My facelift care starts with the final stitch. In the days following facial surgery, I am in constant contact with my patients and review them regularly. This is an essential part of my practice and ensures that my patients feel confident, reassured and comfortable during their initial post operative recovery. My team and I are on hand to help my patients' physical and emotional recovery. The first few days after facelifting can be an emotional time, it is not only the physical scars that are healing but, as is the case in the majority of my patients, they are moving on from another life event life - divorce, bereavement, ill health etc. We are passionate about caring for you, listening to you, and make sure you are emotionally and confidentially supported throughout your journey. I write further about this in Psychology of Facial Surgery
A facelift puts back the aging clock by 7-10 years but doesn’t stop it ticking. A decade after surgery you will of course look older but still 7-10 years younger than if you had not had surgery. Facelift longevity varies depending upon the patient. I tell my patients that looking after your face is much the same as looking after a new car. You have to look after it to keep it looking new. Clean it the right way, feed it the right nutrients, get plenty of rest and avoid damaging environmental factors such as smoking and sunburn.
I see facelift surgery as the start of my relationship with you and would hope to help you achieve longevity of your result by advising you on skin health, nutrition and treatments going forward.
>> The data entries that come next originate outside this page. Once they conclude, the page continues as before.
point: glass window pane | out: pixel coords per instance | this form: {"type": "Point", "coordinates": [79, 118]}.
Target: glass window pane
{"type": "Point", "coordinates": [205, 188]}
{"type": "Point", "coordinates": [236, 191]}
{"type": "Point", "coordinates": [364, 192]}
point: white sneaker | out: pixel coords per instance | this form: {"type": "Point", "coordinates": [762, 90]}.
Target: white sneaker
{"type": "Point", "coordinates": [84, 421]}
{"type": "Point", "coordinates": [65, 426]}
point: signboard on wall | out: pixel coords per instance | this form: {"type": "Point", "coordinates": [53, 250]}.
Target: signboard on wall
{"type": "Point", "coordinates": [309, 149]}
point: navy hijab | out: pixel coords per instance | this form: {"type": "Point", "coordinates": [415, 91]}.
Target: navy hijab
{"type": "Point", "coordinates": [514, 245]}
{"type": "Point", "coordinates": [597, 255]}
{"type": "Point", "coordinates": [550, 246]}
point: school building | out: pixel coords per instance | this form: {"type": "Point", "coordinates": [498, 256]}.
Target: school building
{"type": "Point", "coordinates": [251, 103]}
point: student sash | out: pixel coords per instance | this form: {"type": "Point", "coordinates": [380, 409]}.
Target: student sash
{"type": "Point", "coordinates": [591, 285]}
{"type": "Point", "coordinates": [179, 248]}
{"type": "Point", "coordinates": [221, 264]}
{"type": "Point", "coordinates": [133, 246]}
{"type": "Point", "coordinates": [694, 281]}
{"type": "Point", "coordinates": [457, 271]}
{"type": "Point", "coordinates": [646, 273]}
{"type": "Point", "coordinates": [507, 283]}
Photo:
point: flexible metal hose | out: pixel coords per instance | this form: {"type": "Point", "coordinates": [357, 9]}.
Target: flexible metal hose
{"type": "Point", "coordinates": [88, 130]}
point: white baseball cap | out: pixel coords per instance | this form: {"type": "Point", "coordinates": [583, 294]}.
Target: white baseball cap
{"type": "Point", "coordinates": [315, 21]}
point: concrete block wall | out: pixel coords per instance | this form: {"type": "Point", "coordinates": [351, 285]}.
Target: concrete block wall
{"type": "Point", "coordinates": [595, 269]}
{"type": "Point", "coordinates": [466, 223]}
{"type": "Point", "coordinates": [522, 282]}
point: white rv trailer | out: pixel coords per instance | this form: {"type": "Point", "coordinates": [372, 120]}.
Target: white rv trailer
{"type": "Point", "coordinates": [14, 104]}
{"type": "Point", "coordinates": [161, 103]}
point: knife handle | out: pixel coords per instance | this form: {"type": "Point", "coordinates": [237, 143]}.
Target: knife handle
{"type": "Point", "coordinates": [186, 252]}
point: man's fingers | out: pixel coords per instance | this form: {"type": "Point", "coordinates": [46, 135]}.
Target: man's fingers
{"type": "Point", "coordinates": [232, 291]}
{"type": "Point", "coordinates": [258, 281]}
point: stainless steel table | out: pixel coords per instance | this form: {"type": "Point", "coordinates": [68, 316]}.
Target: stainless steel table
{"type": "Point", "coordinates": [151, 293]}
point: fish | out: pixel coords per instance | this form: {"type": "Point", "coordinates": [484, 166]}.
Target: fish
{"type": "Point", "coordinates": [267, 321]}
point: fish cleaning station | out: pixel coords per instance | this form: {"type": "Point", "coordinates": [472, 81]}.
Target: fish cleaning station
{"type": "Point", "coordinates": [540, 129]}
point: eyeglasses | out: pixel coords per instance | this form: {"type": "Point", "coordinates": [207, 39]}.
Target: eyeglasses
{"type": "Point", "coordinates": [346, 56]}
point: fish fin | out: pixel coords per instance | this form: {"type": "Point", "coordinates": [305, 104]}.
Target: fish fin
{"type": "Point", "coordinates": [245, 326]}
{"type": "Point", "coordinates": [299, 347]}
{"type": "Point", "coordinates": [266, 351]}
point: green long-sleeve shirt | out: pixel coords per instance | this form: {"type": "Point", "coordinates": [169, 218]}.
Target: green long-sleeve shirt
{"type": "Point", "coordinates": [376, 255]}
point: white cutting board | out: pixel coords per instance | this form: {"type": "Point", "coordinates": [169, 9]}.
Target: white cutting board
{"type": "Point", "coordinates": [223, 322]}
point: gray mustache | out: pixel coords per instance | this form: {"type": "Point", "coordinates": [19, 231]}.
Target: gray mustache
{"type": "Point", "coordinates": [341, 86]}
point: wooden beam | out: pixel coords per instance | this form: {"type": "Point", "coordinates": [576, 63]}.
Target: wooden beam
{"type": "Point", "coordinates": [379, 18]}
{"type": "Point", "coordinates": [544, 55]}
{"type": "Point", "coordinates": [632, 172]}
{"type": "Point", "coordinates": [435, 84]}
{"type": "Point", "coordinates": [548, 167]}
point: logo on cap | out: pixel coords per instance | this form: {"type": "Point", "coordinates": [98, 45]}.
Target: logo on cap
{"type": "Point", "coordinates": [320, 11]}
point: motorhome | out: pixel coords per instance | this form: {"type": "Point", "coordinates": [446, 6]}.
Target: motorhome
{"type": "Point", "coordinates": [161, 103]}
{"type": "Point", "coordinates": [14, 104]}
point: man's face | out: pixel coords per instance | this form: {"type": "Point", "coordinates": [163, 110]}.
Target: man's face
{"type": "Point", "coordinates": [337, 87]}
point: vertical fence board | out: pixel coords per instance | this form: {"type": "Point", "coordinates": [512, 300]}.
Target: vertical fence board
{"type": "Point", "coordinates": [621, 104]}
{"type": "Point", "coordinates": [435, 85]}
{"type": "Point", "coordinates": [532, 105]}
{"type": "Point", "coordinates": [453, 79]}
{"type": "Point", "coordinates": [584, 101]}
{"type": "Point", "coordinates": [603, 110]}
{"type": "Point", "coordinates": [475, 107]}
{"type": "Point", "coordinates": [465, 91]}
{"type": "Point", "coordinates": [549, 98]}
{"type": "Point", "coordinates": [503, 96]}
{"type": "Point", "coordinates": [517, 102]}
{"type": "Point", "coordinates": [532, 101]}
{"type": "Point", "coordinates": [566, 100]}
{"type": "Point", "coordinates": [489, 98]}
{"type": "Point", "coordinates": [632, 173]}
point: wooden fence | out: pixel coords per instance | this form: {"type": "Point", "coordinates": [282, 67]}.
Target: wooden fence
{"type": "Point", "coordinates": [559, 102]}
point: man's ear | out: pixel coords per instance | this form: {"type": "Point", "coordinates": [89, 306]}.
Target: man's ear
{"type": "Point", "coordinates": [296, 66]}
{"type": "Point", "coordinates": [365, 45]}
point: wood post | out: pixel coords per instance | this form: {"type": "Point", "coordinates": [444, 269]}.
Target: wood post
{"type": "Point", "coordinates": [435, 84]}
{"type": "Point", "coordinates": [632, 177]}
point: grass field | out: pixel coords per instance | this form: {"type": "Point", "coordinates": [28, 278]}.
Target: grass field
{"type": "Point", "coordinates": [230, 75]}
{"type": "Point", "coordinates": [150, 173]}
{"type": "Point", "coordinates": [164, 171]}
I use the analogy of a bed when describing how I rejuvenate a face. When we make a bed we fix the bed frame, plump up the mattress and shake out the duvet. If we then cover it in dirty crease sheets it will never look perfect. This is why skin care is so important. My approach to skin care is different from the beauty industry norm. 99% of over-the-counter skin health products are moisturisers. I rarely advocate these as healthy skin hydrates from the inside. Infact, applying external moisturiser actually fools the skin into thinking it is adequately hydated which slows down the skin cycle leading to dull, non radiant skin. Very simply by cleansing, exfoliating, repairing skin function and protecting, perfect skin is achievable for everyone.